The Luxembourg Parliament has adopted a law on Specialized Investment Funds (SIF), which offers a number of new features, including a broader definition of “eligible investors” to include both professional and private “well-informed” investors.
The new law replaces the law of 19 July, 1991 which concerned collective investment schemes reserved for institutional investors. According to the Association of the Luxembourg Fund Industry (ALFI), the 1991 law was a success: as at November 2006, 207 institutional funds existed, with combined assets under management of EUR76 billion (US$100 billion).
ALFI says that all the provisions of the 1991 law are to be found in the new law, so existing institutional investment funds will not find that their legal base has disappeared. However, the SIF law offers a number of interesting new features. The new law likewise offers greater flexibility in terms of investment policy. The principle of risk spreading has been maintained, but there are no quantitative investment restrictions, given that such vehicles would be reserved for sophisticated investors.
The law requires that the directors (dirigeants) of a Specialised Investment Fund, as well as the directors of the custodian bank and the auditor, be approved by the CSSF. However, the promoter is not subject to CSSF approval.
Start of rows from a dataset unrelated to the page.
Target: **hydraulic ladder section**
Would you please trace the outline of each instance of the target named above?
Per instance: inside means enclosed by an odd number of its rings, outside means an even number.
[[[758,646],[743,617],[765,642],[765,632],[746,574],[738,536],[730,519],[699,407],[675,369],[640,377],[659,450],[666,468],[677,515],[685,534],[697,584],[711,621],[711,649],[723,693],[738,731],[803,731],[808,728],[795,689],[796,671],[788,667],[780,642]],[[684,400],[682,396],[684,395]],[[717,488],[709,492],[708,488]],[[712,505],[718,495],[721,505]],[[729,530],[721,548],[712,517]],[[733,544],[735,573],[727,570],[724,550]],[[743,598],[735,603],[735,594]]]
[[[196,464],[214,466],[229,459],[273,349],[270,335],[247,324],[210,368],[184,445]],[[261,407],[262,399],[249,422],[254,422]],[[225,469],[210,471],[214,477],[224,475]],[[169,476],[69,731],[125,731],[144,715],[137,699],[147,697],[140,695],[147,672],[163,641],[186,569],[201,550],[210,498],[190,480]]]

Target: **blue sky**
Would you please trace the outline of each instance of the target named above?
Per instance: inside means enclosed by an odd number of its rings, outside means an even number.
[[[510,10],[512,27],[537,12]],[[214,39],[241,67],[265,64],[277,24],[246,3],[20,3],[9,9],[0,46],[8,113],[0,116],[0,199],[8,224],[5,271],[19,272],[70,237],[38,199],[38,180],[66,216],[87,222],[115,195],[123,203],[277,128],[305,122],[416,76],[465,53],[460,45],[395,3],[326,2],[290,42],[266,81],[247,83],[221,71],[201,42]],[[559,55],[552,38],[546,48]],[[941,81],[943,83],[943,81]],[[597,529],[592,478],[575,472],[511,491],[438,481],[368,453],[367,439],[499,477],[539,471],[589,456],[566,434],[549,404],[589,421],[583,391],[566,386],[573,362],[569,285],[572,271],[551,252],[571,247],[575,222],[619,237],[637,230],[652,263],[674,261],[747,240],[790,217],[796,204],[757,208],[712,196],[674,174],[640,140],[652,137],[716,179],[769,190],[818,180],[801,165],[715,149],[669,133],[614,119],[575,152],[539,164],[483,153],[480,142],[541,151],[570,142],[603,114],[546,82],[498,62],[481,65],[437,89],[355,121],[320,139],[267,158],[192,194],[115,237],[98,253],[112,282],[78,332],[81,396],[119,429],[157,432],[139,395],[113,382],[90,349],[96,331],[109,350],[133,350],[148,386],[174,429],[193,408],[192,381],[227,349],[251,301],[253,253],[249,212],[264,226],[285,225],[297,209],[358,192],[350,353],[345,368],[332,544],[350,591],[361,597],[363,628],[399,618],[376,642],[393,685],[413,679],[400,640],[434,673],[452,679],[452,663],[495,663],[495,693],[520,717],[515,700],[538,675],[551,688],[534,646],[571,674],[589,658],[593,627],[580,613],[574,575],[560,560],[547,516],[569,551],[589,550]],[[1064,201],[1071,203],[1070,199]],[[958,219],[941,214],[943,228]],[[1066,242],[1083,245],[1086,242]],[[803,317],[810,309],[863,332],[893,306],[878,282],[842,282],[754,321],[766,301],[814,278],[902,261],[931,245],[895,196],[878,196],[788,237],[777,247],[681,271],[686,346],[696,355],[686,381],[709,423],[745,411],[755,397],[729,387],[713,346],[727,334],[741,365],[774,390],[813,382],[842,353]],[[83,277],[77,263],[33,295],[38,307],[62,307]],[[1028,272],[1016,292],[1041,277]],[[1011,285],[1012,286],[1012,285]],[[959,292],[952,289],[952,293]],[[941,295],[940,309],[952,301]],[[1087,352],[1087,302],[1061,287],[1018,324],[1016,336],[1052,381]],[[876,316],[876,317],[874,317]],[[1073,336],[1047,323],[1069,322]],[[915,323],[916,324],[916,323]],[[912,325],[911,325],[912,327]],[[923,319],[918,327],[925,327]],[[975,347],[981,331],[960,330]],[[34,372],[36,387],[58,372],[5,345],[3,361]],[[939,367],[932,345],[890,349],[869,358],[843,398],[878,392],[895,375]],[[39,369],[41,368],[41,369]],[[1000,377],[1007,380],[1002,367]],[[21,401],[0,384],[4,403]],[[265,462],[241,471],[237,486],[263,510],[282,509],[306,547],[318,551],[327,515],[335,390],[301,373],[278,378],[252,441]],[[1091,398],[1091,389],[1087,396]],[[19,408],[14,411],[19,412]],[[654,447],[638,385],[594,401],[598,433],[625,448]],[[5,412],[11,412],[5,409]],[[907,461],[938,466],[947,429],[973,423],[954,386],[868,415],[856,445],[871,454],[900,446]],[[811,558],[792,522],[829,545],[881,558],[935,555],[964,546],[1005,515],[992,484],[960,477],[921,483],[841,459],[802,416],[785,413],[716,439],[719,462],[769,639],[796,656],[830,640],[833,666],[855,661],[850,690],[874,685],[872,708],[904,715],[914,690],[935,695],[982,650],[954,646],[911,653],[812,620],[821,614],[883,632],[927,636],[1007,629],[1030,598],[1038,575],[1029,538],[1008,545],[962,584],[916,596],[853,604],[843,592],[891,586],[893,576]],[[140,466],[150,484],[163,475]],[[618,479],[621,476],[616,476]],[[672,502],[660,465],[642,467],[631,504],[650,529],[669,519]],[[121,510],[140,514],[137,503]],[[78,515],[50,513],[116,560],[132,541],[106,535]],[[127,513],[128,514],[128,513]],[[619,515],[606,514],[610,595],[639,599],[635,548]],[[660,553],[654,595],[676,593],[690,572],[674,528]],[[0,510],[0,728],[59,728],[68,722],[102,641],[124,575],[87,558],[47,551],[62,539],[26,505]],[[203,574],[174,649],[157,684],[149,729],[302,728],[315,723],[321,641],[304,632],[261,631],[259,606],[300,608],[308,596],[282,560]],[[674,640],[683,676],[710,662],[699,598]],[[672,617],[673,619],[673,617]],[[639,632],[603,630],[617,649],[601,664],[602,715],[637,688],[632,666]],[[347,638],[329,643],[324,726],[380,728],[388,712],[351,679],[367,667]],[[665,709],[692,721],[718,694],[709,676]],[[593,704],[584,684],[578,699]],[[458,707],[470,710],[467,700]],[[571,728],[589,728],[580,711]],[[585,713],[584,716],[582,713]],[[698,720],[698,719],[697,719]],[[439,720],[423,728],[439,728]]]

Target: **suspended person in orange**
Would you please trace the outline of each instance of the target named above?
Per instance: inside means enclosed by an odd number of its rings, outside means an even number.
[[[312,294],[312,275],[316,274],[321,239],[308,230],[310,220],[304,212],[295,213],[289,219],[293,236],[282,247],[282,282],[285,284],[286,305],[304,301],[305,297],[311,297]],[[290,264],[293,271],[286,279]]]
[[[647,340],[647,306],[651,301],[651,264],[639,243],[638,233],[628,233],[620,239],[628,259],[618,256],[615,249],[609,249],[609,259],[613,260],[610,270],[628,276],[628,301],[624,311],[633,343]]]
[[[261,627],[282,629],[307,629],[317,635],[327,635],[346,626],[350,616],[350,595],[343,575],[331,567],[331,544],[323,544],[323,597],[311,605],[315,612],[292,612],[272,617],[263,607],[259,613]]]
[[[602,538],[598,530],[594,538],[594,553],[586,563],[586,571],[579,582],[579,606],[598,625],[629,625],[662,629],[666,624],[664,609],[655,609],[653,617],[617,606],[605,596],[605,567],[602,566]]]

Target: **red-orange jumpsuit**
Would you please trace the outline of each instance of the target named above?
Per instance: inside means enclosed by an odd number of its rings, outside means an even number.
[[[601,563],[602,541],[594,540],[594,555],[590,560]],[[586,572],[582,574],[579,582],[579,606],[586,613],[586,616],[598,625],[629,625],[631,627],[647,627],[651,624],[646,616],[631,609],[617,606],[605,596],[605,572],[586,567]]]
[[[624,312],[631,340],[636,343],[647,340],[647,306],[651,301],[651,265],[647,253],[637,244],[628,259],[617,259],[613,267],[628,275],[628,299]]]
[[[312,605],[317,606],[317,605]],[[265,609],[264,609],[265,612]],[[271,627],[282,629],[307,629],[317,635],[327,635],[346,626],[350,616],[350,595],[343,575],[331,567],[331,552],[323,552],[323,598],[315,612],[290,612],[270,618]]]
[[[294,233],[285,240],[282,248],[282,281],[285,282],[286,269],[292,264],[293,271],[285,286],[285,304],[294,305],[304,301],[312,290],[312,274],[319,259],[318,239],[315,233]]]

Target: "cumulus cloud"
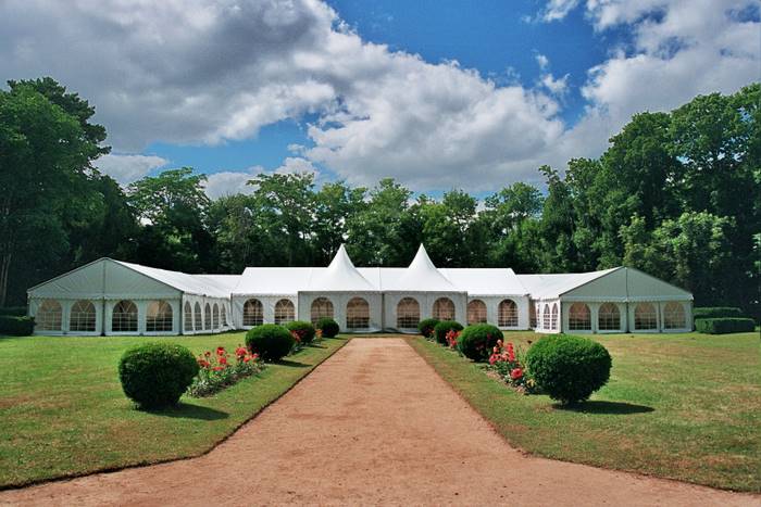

Furthermore, since the investors in funds targeted by this law are deemed to be sufficiently experienced to make their own decision with regard to the fund manager, there is no need for the CSSF to verify the status and financial standing of a company to which asset allocation has been subcontracted.
The new law has been welcomed by ALFI, whose president Thomas Seale commented: “I am convinced that this innovative new legal framework will open up new possibilities for fund promoters in the area of alternative and institutional investment funds.”